Analysis of trends in worldwide internet

From Teachwiki
Revision as of 10:48, 16 January 2007 by WikiSysop (Talk | contribs) (References)

(diff) ← Older revision | Latest revision (diff) | Newer revision → (diff)
Jump to: navigation, search


The thesis makes a first view on a worldwide access, with the aim to explain growth of internet users. Internet is today the fastest developing medium. It is a powerful tool for spreading knowledge, education and modern business. Therefore we are interested in factors, which influence its growth.



Our data were downloading from EarthTrends is a comprehensive online database, maintained by the World Resources Institute, which focuses on the environmental, social, and economic trends that shape our world. It provides a lot of different attributes of each country, so we choose for our research variables important for our topic. For each characteristic we have also a time series with year frequency. The original sources of this data are: The World Bank, International Telecommunications Union (ITU) and UNESCO. In our dataset are data from 208 countries and we choose following 12 attributes:

Table 1: Variable List
Variables Meanings Type
Name Name of the country text
Users2002 Number of users per 1000 people in 2002 numeric
Users2001 Number of users per 1000 people in 2001 numeric
Users2000 Number of users per 1000 people in 2000 numeric
Investment Annual investment per person in telecommunications numeric
GDPgrowth GDP growth 2001 ( in percent) numeric
GDP GDP per person 2001 in American dollar numeric
Computers Number of computers per 1000 people in 2001 numeric
Handies Number of handies per 1000 people in 2001 numeric
Telephone Number of telephone lines per 1000 people in 2001 numeric
NetHosts Number of net host per 1000 people in 2001 numeric
Television Number of television per 1000 people in 2001 numeric
Population Population numeric

Missing values[edit]

Because of political situation, absence of credible sources etc., we couldn’t have complete data from all countries. We cope with the missing value by this way: At first we found a country in same region, which have most similar values. Then we estimate a missing value in same rate, as was between values in matching country. Except the number of internet users, we use for this purpose time series of attribute (we use time series of number of internet users, so we couldn’t estimate it by itself).
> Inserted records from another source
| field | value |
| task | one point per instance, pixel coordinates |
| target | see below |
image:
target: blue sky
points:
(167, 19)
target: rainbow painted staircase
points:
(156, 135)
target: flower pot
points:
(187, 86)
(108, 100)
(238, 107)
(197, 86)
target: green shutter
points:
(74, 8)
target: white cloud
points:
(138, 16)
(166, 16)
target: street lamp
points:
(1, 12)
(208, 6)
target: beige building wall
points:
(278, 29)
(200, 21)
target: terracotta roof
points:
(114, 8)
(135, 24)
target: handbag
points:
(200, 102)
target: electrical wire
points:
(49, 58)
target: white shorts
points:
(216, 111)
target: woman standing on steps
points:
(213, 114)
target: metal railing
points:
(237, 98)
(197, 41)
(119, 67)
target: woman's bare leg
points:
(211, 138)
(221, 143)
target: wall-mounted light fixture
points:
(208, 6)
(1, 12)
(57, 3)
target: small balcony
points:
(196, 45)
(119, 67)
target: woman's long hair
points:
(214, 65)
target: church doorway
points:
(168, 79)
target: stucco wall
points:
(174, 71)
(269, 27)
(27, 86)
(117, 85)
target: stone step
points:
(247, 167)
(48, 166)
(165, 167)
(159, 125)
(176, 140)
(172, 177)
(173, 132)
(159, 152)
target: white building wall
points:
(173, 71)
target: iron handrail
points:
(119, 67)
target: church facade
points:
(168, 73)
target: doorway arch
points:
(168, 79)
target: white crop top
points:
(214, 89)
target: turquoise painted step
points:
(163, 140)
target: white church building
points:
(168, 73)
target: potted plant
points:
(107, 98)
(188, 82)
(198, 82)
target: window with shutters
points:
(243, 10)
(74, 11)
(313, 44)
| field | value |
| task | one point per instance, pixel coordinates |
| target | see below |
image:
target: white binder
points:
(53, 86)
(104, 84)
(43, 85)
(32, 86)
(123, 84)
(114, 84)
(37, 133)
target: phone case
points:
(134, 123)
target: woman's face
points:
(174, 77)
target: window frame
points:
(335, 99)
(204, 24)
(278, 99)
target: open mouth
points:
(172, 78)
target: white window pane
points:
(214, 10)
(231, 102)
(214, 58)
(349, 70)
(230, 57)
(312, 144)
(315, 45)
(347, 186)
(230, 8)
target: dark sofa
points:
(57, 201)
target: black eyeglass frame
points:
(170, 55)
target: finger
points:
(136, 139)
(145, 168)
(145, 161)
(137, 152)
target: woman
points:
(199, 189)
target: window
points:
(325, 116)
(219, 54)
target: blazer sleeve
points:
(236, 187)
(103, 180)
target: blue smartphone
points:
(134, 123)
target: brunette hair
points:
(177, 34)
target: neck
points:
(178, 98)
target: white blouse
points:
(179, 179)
Our work is interested in trends, so we have to be also careful when we take away outliers. We couldn’t simply take away big countries like USA, China, for all they are often outliers. But they significantly dispose trends. On the other hand, small countries can have impropriate influence on our statistics. A situation on some small island in Pacific with just one internet provider is too much specific for providing a information, how economics indicators influence internet growth. Hence we take away from our dataset all countries with less then half million inhabitants. Together with countries, taking away for the sake of missing values, we usually work with about 120 countries. So finally we could say, that our data have a sufficient quality for finding trends in worldwide internet, but we couldn’t use them for exact comparison of two countries (this warning is also included in original description of data).

World overview[edit]

For pictures in first part of our thesis, we use this color notation:

  • Europe countries are green
  • Asia countries are yellow
  • Sub-Saharan Africa countries are red
  • Central, South America and Caribbean are blue
  • Middle East and North Africa are cyan
  • USA, Canada and Australia are magenta

USA, Canada, Australia and a few bigger countries from Oceania are in one specific group, because they are often outliers, so it is useful to know about them.

Number of users per 1000 inhabitants, year 2002

As a wealth, internet access is also not uniformly divided in the world. From the boxplots we could see, that the disproportion between developing countries from regions like Africa and high income Europe countries is quite big - around 22times (mean of European countries is 224 , Africa's 10). But in each group there are countries, where peoples have very bad possibilities to connect themselves to the internet. In Europe it is Albania (3,9) or Ukraine (18,7), in Asia Tajikistan (0,5) or Bangladesh (1,5). South Africa (191) and Zimbabwe (41) are high above the Africa median, but on the level of European countries they have a long journey. Top leading countries are Iceland (647) and South Korea (551). But as we could see, countries like South Korea and Japan highly influence statistic of Asia countries, because mean of these countries (55) is much lower then the median of Europe countries (224).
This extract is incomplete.